“World economy is a tough spot,” says the International Monetary Fund.
“No kidding,” says MoneyMorning.
“We concur,” say angry investors in Karachi, Pakistan, who yesterday pelted their stock exchange with rocks after stocks tumbled 4% before midday.
"We are looking at the situation and there is no question of suspending the market," said Razi-ur-Rahman, chairman of Securities and Exchange Commission of Pakistan (SECP), undoubtedly while sweeping up glass.
The financial markets are currently more unstable than a tight-rope walker who’s just downed a bottle of ouzo. The gold price has been bouncing around all over the place. Earlier in the week it shot over $970 as stocks tumbled. Overnight the yellow metal had its biggest fall in three weeks after falling oil prices put investors’ minds a little more at ease. The price now sits around $962.
”The fall in crude takes gold down with it,” said Frank Lesh, a trader at FuturePath Trading. ”If you’re buying gold as an inflation hedge, this removes that impetus.”
If you loaded up on gold a year ago, you have every right to feel pleased with yourself. In 12 months the price has risen 47%, while oil prices have climbed 87%. (I can’t believe I just typed that. 87% in a year! It’s funny what you become accustomed to when it happens gradually…like a lobster, slowly being brought to boil in a pot…)
We told you yesterday that there could well be more correction in the oil price this year. Does that mean gold is likely to fall in tandem? The guy quoted above seems to think so. We’re not so sure…
Take a look at the chart below, provided by our pals at MoneyWeek…

Take a look at the circled areas. Note the similar chart patterns. After spectacular rallies, both the May ‘06 rally and the rally at the beginning of this year, gold entered a consolidation period that took the form of a descending triangle.
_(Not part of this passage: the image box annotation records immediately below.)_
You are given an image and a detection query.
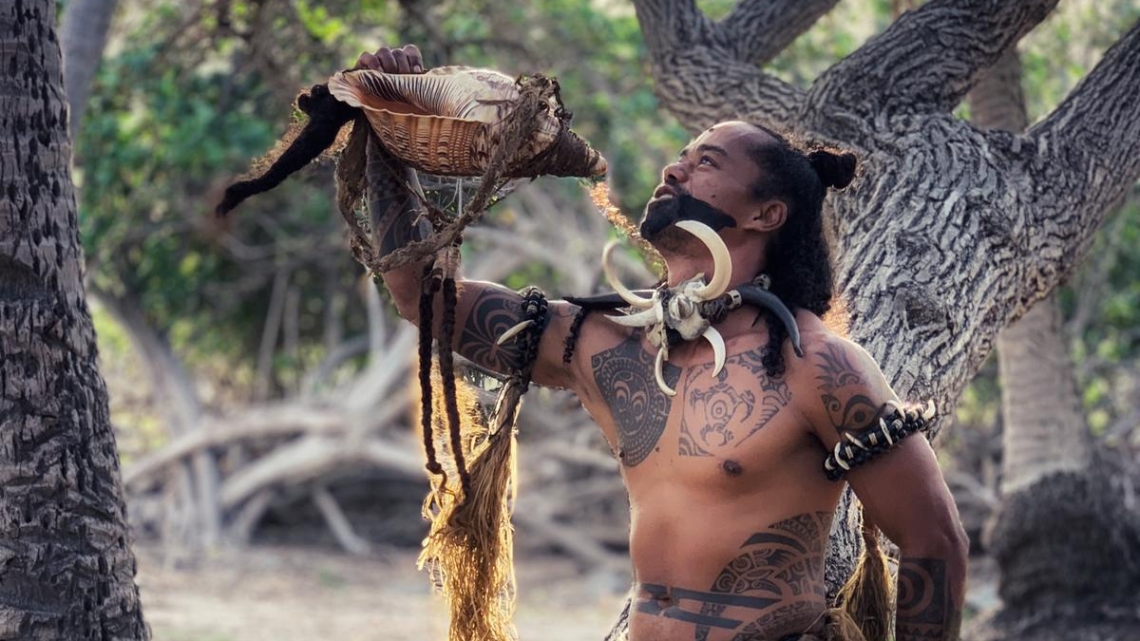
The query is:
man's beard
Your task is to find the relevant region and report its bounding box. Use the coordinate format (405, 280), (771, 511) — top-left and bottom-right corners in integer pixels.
(641, 193), (736, 252)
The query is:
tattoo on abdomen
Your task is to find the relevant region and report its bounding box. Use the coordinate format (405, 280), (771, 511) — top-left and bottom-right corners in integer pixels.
(679, 351), (791, 456)
(456, 289), (522, 372)
(591, 334), (681, 468)
(815, 344), (879, 431)
(636, 512), (831, 641)
(895, 558), (961, 641)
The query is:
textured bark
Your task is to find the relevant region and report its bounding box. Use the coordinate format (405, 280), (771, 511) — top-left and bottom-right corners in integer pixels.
(634, 0), (1140, 602)
(969, 49), (1091, 494)
(59, 0), (119, 140)
(0, 0), (149, 640)
(998, 295), (1092, 495)
(970, 50), (1140, 641)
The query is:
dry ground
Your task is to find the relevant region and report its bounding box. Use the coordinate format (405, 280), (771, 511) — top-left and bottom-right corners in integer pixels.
(136, 545), (624, 641)
(136, 545), (998, 641)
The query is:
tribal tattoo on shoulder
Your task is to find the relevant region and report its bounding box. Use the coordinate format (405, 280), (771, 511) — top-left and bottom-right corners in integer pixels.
(636, 512), (831, 641)
(815, 344), (879, 432)
(895, 558), (962, 641)
(679, 351), (791, 456)
(591, 333), (681, 468)
(456, 287), (522, 372)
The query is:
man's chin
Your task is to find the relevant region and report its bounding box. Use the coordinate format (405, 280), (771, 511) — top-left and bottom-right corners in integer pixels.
(646, 224), (693, 254)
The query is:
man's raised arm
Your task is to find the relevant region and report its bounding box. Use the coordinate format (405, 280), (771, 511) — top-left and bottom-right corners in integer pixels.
(357, 44), (576, 387)
(807, 339), (968, 641)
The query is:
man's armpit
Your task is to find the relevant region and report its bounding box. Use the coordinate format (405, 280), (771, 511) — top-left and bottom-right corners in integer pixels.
(455, 286), (522, 373)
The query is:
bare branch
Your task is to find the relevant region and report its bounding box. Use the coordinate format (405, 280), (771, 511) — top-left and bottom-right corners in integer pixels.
(1026, 22), (1140, 275)
(634, 0), (716, 58)
(811, 0), (1057, 120)
(634, 0), (803, 133)
(717, 0), (839, 65)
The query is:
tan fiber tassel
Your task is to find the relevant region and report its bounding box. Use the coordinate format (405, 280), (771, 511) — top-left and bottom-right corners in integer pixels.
(838, 514), (894, 641)
(420, 367), (522, 641)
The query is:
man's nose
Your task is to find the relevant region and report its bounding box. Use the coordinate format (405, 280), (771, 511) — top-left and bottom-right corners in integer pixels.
(661, 161), (689, 185)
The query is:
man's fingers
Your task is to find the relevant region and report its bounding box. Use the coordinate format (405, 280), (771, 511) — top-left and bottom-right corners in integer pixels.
(352, 51), (380, 70)
(376, 47), (398, 73)
(404, 44), (424, 73)
(392, 49), (412, 73)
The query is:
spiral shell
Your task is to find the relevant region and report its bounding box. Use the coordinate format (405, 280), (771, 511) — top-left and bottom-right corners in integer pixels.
(328, 66), (606, 178)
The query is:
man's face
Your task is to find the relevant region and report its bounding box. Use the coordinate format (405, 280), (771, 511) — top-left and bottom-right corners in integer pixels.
(642, 121), (768, 252)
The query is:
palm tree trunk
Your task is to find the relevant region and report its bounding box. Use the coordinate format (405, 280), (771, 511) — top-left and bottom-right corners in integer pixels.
(0, 0), (149, 641)
(969, 50), (1140, 641)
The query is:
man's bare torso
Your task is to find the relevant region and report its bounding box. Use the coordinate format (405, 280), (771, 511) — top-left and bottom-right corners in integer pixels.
(578, 317), (840, 641)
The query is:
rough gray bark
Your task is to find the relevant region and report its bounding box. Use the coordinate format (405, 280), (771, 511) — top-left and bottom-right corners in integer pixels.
(0, 0), (149, 640)
(59, 0), (119, 140)
(634, 0), (1140, 597)
(969, 49), (1091, 494)
(970, 50), (1140, 641)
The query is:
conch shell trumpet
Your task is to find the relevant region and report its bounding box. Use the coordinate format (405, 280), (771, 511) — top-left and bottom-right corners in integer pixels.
(328, 66), (606, 178)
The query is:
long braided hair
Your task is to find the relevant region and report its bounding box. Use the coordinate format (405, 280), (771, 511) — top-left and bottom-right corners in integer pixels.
(748, 125), (857, 376)
(748, 125), (890, 641)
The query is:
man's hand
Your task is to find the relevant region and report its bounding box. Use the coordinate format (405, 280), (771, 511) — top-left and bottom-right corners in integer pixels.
(352, 44), (424, 73)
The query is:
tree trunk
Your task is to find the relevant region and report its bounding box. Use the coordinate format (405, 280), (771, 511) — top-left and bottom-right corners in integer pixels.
(0, 0), (149, 640)
(634, 0), (1140, 597)
(970, 50), (1140, 641)
(59, 0), (119, 140)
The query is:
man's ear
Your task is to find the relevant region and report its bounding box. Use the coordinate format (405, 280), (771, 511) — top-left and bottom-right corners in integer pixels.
(741, 200), (788, 232)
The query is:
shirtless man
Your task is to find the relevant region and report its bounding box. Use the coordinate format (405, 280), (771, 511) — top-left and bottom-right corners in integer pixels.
(359, 46), (966, 641)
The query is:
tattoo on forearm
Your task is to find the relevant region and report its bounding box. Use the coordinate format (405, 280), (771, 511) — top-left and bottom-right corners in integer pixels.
(635, 512), (831, 641)
(591, 334), (681, 468)
(456, 287), (522, 372)
(815, 344), (879, 431)
(895, 558), (962, 641)
(679, 351), (791, 456)
(368, 140), (431, 258)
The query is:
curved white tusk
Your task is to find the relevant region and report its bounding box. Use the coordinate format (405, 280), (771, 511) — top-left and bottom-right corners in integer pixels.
(602, 241), (653, 309)
(495, 321), (535, 344)
(675, 220), (732, 300)
(922, 399), (937, 421)
(653, 347), (677, 396)
(606, 305), (663, 327)
(701, 327), (725, 376)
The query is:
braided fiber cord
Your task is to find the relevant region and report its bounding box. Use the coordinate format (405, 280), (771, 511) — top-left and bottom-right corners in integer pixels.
(420, 266), (447, 479)
(439, 276), (471, 495)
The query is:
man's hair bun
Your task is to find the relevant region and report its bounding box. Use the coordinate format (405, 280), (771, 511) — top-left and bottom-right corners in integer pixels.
(807, 149), (858, 189)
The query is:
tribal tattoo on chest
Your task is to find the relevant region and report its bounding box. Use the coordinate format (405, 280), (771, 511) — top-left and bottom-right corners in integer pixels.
(636, 512), (831, 641)
(591, 333), (681, 468)
(679, 350), (791, 456)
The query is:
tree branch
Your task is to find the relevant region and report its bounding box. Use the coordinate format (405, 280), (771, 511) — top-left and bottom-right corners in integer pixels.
(1026, 16), (1140, 277)
(716, 0), (839, 65)
(634, 0), (716, 58)
(634, 0), (803, 133)
(809, 0), (1057, 119)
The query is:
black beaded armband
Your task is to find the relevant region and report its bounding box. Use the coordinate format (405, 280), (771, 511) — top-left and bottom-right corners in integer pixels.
(823, 400), (935, 481)
(515, 287), (551, 391)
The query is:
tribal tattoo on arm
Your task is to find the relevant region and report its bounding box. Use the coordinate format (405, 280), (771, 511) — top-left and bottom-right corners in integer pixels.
(367, 140), (431, 259)
(815, 343), (882, 432)
(895, 557), (962, 641)
(455, 288), (522, 373)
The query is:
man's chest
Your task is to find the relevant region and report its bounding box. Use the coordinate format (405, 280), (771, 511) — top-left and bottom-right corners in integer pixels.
(591, 339), (806, 477)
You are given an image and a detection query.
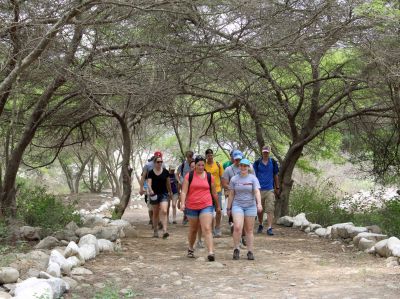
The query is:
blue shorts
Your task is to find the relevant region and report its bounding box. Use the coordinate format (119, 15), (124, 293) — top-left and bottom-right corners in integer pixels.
(232, 205), (257, 217)
(185, 206), (214, 218)
(149, 193), (168, 205)
(213, 192), (222, 211)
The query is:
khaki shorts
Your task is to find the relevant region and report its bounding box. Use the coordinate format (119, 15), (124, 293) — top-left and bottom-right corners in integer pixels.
(260, 190), (275, 213)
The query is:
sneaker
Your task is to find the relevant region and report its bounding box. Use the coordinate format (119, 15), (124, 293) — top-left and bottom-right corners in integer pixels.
(233, 248), (240, 260)
(247, 251), (254, 261)
(229, 222), (233, 235)
(214, 228), (222, 238)
(196, 241), (204, 248)
(267, 227), (274, 236)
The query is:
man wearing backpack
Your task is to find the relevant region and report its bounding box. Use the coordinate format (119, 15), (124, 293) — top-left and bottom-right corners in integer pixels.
(204, 148), (224, 238)
(253, 145), (279, 236)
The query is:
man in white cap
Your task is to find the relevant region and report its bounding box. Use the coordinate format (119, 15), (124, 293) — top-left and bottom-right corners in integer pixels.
(253, 145), (279, 236)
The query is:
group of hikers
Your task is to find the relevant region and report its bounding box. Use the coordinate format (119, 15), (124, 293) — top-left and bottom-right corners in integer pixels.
(139, 145), (280, 261)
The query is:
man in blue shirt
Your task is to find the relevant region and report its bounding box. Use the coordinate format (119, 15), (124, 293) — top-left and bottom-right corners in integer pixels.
(253, 145), (279, 236)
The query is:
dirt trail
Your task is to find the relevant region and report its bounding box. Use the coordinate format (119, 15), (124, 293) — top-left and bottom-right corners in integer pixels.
(66, 197), (400, 299)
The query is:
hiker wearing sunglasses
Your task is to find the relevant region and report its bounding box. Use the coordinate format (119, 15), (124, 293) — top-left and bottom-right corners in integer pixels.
(147, 157), (172, 239)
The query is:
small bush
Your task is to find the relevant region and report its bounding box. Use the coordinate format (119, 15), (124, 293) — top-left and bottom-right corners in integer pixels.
(17, 183), (80, 231)
(289, 183), (351, 226)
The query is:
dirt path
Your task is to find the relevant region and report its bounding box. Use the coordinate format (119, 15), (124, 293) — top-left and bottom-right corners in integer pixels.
(66, 198), (400, 298)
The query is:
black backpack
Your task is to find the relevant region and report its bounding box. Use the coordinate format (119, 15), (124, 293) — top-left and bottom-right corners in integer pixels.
(188, 170), (212, 195)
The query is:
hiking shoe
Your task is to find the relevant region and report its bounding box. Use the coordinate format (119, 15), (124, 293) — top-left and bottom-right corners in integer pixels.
(196, 241), (204, 248)
(233, 248), (240, 260)
(247, 251), (254, 261)
(187, 249), (195, 259)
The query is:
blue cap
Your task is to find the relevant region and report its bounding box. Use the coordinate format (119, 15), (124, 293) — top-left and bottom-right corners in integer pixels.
(239, 159), (251, 166)
(232, 150), (243, 160)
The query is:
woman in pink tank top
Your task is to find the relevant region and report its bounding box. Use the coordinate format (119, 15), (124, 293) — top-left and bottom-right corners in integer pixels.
(181, 156), (221, 262)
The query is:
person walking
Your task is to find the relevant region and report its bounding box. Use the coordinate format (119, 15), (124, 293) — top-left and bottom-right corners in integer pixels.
(167, 166), (179, 224)
(147, 157), (172, 239)
(205, 148), (224, 238)
(253, 145), (279, 236)
(227, 159), (262, 260)
(181, 156), (221, 262)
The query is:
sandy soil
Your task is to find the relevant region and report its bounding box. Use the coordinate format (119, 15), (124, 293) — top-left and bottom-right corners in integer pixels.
(65, 195), (400, 298)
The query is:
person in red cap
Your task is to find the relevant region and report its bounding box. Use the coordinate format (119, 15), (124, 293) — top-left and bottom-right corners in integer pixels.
(139, 151), (165, 229)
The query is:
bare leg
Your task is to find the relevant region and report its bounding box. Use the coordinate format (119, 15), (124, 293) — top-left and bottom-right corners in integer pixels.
(199, 213), (214, 254)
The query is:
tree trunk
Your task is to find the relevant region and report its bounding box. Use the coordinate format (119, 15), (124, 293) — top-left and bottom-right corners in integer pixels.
(115, 116), (132, 218)
(275, 145), (304, 218)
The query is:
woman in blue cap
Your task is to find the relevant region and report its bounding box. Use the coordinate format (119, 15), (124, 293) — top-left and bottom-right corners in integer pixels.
(227, 159), (262, 260)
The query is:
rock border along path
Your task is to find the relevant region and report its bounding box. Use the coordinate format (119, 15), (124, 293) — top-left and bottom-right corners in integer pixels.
(65, 202), (400, 298)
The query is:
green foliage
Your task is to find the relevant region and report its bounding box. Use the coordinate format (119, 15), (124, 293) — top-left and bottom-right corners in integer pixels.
(289, 183), (349, 227)
(289, 183), (400, 236)
(17, 183), (81, 231)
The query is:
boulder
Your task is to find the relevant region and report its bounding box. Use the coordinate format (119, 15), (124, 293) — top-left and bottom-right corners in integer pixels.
(0, 291), (12, 299)
(65, 221), (79, 232)
(374, 239), (390, 257)
(64, 241), (79, 258)
(15, 277), (69, 299)
(276, 216), (293, 227)
(293, 213), (310, 229)
(79, 244), (98, 261)
(331, 222), (354, 239)
(75, 226), (102, 238)
(309, 223), (322, 232)
(78, 235), (100, 254)
(19, 226), (42, 241)
(353, 232), (387, 246)
(46, 262), (61, 277)
(49, 250), (71, 277)
(366, 225), (382, 234)
(357, 238), (376, 251)
(35, 236), (60, 249)
(387, 237), (400, 257)
(97, 239), (114, 252)
(0, 267), (19, 284)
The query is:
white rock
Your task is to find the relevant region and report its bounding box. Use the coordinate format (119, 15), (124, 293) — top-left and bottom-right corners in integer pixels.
(97, 239), (114, 252)
(49, 250), (71, 277)
(276, 216), (293, 227)
(46, 261), (61, 277)
(71, 267), (93, 275)
(374, 239), (390, 257)
(64, 241), (79, 258)
(387, 237), (400, 257)
(78, 234), (100, 254)
(79, 244), (96, 261)
(353, 232), (387, 246)
(35, 236), (60, 249)
(67, 256), (85, 269)
(0, 291), (12, 299)
(357, 238), (376, 251)
(293, 213), (310, 228)
(0, 267), (19, 284)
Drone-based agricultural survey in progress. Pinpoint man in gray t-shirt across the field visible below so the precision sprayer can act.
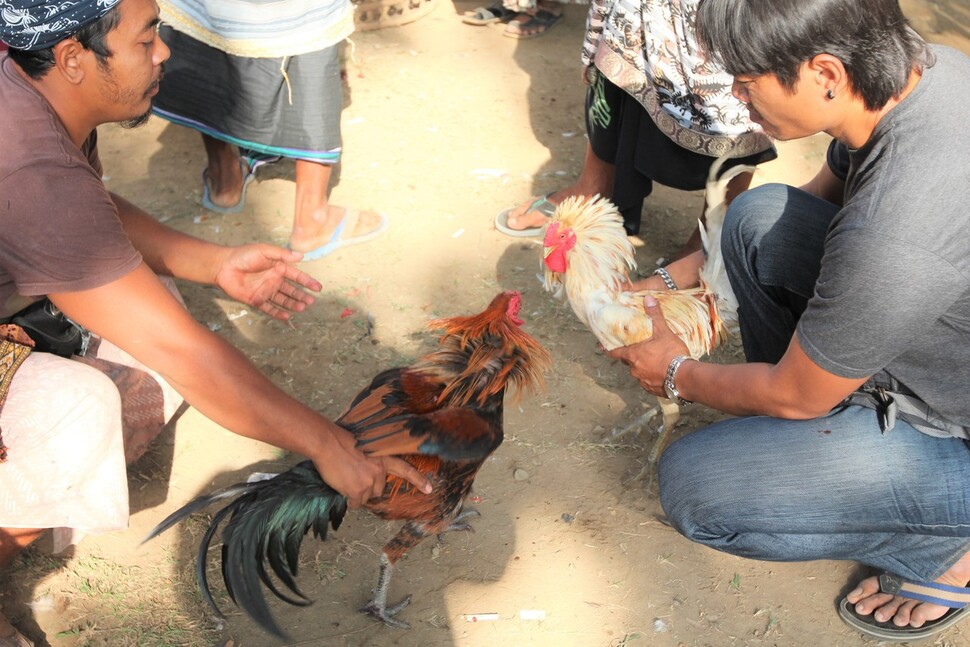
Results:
[610,0,970,641]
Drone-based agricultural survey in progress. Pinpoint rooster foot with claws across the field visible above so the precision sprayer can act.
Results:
[360,595,411,629]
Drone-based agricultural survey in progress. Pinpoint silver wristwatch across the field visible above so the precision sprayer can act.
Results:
[653,267,677,290]
[664,355,693,406]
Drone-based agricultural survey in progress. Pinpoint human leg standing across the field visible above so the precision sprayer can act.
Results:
[290,160,386,252]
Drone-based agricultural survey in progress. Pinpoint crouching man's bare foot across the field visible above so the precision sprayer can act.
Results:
[845,552,970,629]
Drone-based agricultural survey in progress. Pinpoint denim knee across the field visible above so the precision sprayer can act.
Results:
[658,435,724,544]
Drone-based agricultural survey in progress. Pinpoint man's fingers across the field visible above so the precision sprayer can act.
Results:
[385,458,431,494]
[284,264,323,298]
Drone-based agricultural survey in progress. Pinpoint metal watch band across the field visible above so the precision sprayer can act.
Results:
[653,267,677,290]
[664,355,693,406]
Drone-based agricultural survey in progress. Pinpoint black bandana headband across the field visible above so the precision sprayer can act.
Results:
[0,0,120,50]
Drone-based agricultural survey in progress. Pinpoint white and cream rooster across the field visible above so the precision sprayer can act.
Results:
[543,158,754,478]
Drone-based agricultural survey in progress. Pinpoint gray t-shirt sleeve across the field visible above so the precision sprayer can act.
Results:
[796,229,966,378]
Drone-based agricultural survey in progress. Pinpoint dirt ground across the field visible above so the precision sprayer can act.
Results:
[0,0,970,647]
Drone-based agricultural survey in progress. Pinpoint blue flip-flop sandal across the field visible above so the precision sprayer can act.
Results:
[495,193,559,238]
[202,157,259,214]
[839,573,970,642]
[303,207,387,261]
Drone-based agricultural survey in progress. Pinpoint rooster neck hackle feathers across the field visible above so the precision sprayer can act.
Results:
[413,292,552,406]
[544,194,637,306]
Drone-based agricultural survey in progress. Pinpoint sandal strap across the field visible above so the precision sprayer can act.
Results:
[879,573,970,609]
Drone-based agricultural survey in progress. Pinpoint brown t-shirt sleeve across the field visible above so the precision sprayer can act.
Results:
[0,146,141,296]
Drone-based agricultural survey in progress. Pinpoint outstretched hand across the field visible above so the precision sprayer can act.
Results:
[214,243,323,321]
[606,296,689,398]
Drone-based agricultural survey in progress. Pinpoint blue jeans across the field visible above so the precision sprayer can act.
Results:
[659,185,970,581]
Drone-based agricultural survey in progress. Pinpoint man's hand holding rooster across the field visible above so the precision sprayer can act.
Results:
[606,296,689,398]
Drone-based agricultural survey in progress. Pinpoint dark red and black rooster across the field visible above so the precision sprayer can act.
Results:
[146,292,550,637]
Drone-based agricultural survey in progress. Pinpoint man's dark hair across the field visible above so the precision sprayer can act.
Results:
[696,0,933,110]
[9,3,121,79]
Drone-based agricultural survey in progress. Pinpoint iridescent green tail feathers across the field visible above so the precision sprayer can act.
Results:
[144,461,347,638]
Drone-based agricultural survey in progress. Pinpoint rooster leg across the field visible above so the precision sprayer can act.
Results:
[360,553,411,629]
[604,407,660,443]
[438,508,482,538]
[360,521,428,629]
[627,398,680,485]
[647,398,680,465]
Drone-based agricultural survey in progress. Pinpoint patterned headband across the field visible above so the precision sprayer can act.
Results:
[0,0,120,50]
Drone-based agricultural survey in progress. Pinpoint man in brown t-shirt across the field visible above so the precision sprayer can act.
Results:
[0,0,430,644]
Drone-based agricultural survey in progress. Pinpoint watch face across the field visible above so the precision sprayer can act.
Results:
[664,382,677,400]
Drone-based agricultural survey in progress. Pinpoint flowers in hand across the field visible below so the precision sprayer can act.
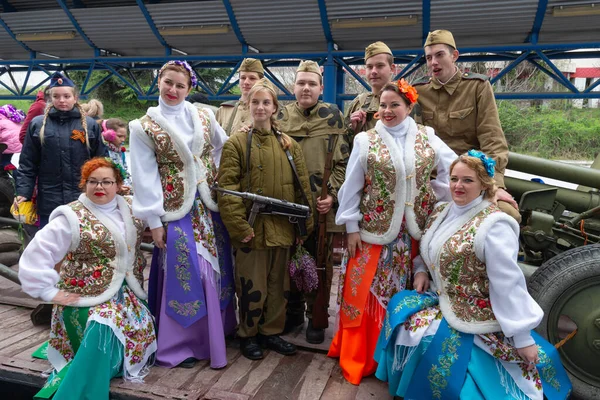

After that it broke out at $625 per ounce and rallied 60%. As you can see the pattern is very similar for what’s going on right now.
The other point worth noting is the extremely strong underlying support that the 200-day moving average has acted as. On some rare occasions gold briefly broke below its average, but it didn’t stay there for long.
There are loads of good reasons to remain bullish on gold. Perhaps even more so than oil, long term. We’ll keep covering them in future issues.
How high could gold go? Nick Jones of The Real Deal and Whiskey and Gunpowder, a fine technical analyst is forecasting a new high in the neighborhood of $1,700 to $1,900 an ounce.
If you agree, get buying.
US Stocks rally
Pakistani stock investors are unhappy. Aussie and American investors have a few reasons to be cheerful.
US stocks advanced for a second day overnight. More than three stocks climbed for every two that fell on the New York Stock Exchange. A lower oil price and an easing in the financial sector also helped Australian stocks. The ASX ended up by 30 points yesterday. Shares are expected to advance today for a third day running.
Oil doesn’t fall enough to save Qantas jobs
Oil crept lower overnight, trickling below $130 a barrel. It wasn’t enough to save a whole bunch of jobs at Qantas. Word is the airline is about to announce job-cuts today in a bid to offset the rising cost of jet fuel.
It’s tipped that losses could amount to as much as 3,000. Yes, 3,000. Not a small number…around 8% of Qantas’s workforce.
Bear in mind, this is not confirmed, reader. But when a Qantas spokesman was asked directly if cuts are imminent he replied: "Yes there are … there is … and there is no announcement that has been made today or will be made today. It will either be tomorrow or next week. We just need to finalise timing for that.”
So something is going down.
Qantas is not alone. Airlines across the world are firing staff, reducing flights, slashing costs and axing routes. Last month British Airways announced it was going to have to hike all fares up to 4%. With such an increase it’s going to cost a family of four an extra $270 to fly from London to Orlando.
Small potatoes maybe. But the cost of air travel is creeping up, reader. If you’re bullish in the price of oil, you’re bullish on the price of air travel.
Advice: if you’re planning a world trip – take it soon.
Oil doesn’t fall far enough to hurt Woodside
Despite the recent correction in crude, Woodside Petroleum posted a 52% jump in second quarter sales revenue. For the 2008 calendar year, production was up 4% and revenue up 38%.
Production rose 14% from a year earlier to 19.3 million barrels of oil equivalent, the Perth-based company said yesterday in a statement to the Australian stock exchange. Woodside retained its forecast of an increase in full-year output of as much as 22%.
Woodside is currently off its 52-week high of $58.50 as the market makes sense of oil’s recent move down.